Primeiro o galo cantou São Bartolomeu acordou, seu pé direito calçou. Seu
bastão na mão pegou, com Jesus Cristo encontrou. Jesus Cristo perguntou: Para
onde vai São Bartolomeu? Vou a sua guia Senhor. Volta pra trás São Bartolomeu
pois na casa que estiver não morre mulher de parto, nem boi de arado, nem
cavalo disertado. Nos quatro cantos dessa casa, quatro anjos em minha guarda:
Mateus, Marcos, Lucas e João. Paz dai-me Senhor. A concórdia Aleluia, Aleluia.”
Depois do chá, da benção e da
reza, o menino dormiu. Agarrou no sono numa cadeira preguiçosa lastrada dum
tecido grosso, listrado de vermelho e azul. Vô Tomaz pôs nos braços, colocou-o na
camarinha. Era um quarto pequeno, apertado cujas paredes de taipa pareciam
dançarem a luz do candeeiro. Quando raiasse o dia o cheiro de cuscuz com leite
viria lhe acordar. Dorival outro menino uns três anos mais velho que Francisco,
já teria arreado o cavalo pra leva-lo de volta pra casa. E voltariam pelo mesmo
caminho, e tornaria a encontrar os primos, novamente caçariam rolinha e
tomariam banho de açude. E tornariam a gripar e ter febre.
“Quando ele completou doze anos
de idade, eles subiram à festa, conforme o costume. Terminada a festa, voltando
seus pais para casa, o menino Jesus ficou em Jerusalém, sem que eles
percebessem. Pensando que ele estava entre os companheiros de viagem,
caminharam o dia todo. Então começaram a procura-lo. Depois de três dias o
encontraram no templo, sentado entre os mestres, ouvindo-os e fazendo-lhes
perguntas. Todos o que o ouviam ficavam maravilhados com o seu entendimento e
com as suas respostas. Quando seus pais o viram, ficaram perplexos. Sua mãe lhe
disse: “Filho por que você nos fez isto? Seu pai e eu estávamos aflitos, à sua procura.”
Ele perguntou: “Por que estavam me procurando? Não sabiam que eu devia estar na
casa do meu Pai?” Mas ele não compreenderam o que lhes dizia. Lucas 2, 40-50”
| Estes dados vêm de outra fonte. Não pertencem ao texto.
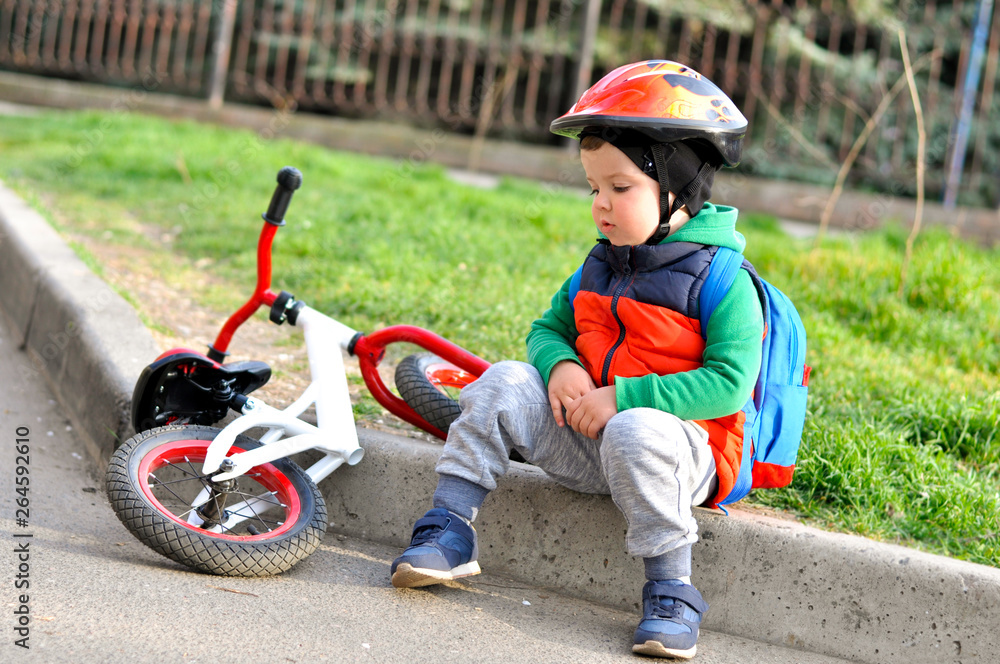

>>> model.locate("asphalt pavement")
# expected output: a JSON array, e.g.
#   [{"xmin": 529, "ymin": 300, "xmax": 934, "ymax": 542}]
[{"xmin": 0, "ymin": 323, "xmax": 844, "ymax": 664}]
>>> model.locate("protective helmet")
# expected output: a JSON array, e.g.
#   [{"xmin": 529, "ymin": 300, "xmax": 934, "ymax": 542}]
[
  {"xmin": 549, "ymin": 60, "xmax": 747, "ymax": 244},
  {"xmin": 549, "ymin": 60, "xmax": 747, "ymax": 166}
]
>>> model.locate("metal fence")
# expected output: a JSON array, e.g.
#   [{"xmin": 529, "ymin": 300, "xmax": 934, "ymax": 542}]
[{"xmin": 0, "ymin": 0, "xmax": 1000, "ymax": 207}]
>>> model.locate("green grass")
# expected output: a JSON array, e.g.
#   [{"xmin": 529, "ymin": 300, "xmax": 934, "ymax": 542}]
[{"xmin": 0, "ymin": 113, "xmax": 1000, "ymax": 566}]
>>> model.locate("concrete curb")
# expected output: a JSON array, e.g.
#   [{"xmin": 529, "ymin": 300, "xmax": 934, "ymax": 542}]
[{"xmin": 0, "ymin": 186, "xmax": 1000, "ymax": 664}]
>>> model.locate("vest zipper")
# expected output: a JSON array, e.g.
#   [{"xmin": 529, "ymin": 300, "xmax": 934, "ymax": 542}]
[{"xmin": 601, "ymin": 251, "xmax": 632, "ymax": 387}]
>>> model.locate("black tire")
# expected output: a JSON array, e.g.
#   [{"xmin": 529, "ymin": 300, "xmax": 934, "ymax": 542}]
[
  {"xmin": 395, "ymin": 353, "xmax": 476, "ymax": 433},
  {"xmin": 107, "ymin": 425, "xmax": 327, "ymax": 577}
]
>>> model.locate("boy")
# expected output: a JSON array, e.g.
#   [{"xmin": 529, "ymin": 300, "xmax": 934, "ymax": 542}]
[{"xmin": 392, "ymin": 61, "xmax": 763, "ymax": 658}]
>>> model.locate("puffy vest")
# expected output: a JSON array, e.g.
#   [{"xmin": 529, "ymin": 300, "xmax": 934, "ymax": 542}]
[{"xmin": 573, "ymin": 242, "xmax": 746, "ymax": 502}]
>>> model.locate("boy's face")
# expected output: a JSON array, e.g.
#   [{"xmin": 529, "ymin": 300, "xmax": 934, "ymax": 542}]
[{"xmin": 580, "ymin": 143, "xmax": 660, "ymax": 247}]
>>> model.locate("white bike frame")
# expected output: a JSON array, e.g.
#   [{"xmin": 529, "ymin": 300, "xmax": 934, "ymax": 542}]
[{"xmin": 178, "ymin": 168, "xmax": 490, "ymax": 532}]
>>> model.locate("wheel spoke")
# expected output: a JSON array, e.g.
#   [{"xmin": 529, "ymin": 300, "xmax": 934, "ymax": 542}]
[{"xmin": 149, "ymin": 473, "xmax": 200, "ymax": 505}]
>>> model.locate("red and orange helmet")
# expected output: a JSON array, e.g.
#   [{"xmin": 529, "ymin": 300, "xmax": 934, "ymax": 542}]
[{"xmin": 549, "ymin": 60, "xmax": 747, "ymax": 166}]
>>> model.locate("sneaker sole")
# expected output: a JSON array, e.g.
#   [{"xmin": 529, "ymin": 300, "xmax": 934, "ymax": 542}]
[
  {"xmin": 392, "ymin": 560, "xmax": 482, "ymax": 588},
  {"xmin": 632, "ymin": 641, "xmax": 698, "ymax": 659}
]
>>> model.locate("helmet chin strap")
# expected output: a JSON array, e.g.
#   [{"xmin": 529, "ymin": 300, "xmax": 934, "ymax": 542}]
[{"xmin": 646, "ymin": 143, "xmax": 715, "ymax": 244}]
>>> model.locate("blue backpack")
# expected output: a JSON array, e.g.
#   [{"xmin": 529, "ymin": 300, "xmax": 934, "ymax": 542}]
[
  {"xmin": 698, "ymin": 247, "xmax": 811, "ymax": 505},
  {"xmin": 569, "ymin": 247, "xmax": 811, "ymax": 505}
]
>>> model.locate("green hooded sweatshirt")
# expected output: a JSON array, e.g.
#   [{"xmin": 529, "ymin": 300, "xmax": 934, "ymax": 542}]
[{"xmin": 527, "ymin": 203, "xmax": 764, "ymax": 420}]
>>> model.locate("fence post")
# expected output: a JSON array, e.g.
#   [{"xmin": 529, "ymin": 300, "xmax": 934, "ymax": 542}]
[
  {"xmin": 563, "ymin": 0, "xmax": 601, "ymax": 152},
  {"xmin": 944, "ymin": 0, "xmax": 993, "ymax": 208},
  {"xmin": 208, "ymin": 0, "xmax": 239, "ymax": 108}
]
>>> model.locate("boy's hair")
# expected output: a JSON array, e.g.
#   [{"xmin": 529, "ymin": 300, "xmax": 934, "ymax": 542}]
[{"xmin": 580, "ymin": 134, "xmax": 607, "ymax": 152}]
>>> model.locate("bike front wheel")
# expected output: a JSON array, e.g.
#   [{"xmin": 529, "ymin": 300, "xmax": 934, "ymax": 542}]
[{"xmin": 107, "ymin": 426, "xmax": 327, "ymax": 577}]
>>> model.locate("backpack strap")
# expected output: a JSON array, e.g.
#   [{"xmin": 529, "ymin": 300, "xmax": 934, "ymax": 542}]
[
  {"xmin": 700, "ymin": 247, "xmax": 743, "ymax": 339},
  {"xmin": 569, "ymin": 261, "xmax": 586, "ymax": 311}
]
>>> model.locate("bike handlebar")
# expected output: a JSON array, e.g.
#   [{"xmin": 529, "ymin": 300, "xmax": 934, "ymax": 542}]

“Lampião subiu a serra com
sapatos de algodão a serra pegou fogo Lampião ficou na mão.” Madrinha Moça
cantarolava ao pé do fogão enquanto preparava o almoço. Dona Amância corrigia: “Quer
saber! Lampião nunca na vida dele botou um par de sapatos nos pés. Ele anda
mesmo em riba desse mundo de meu Deus, é atolado numas alpercatas “xô boi”, e tem mais, o
solado não tem calcanhar que é pra ninguém saber pra que lado está indo, ele e
o bando todo.”
“Engraçado, a vida tem coisas,
que só Deus entende. Assim dizia a anciã: -Jesus Cristo nasceu em Belém, foi
morar em Nazaré, e de José aprendeu carpintaria. Aos 30 anos saiu a espalhar
gratidão e cura, pelo mundo. Lampião em Vila Bela nasceu, virou artesão, em
Nazaré do Pico passou. Aos 20 anos foi espalhar desavença e morte mundo a fora.
Interessante como cada um de nós vem pra esse mundo com uma missão. E baixinho cantarolou,
num sussurro: “Lampião subiu a serra com sapatos de algodão...”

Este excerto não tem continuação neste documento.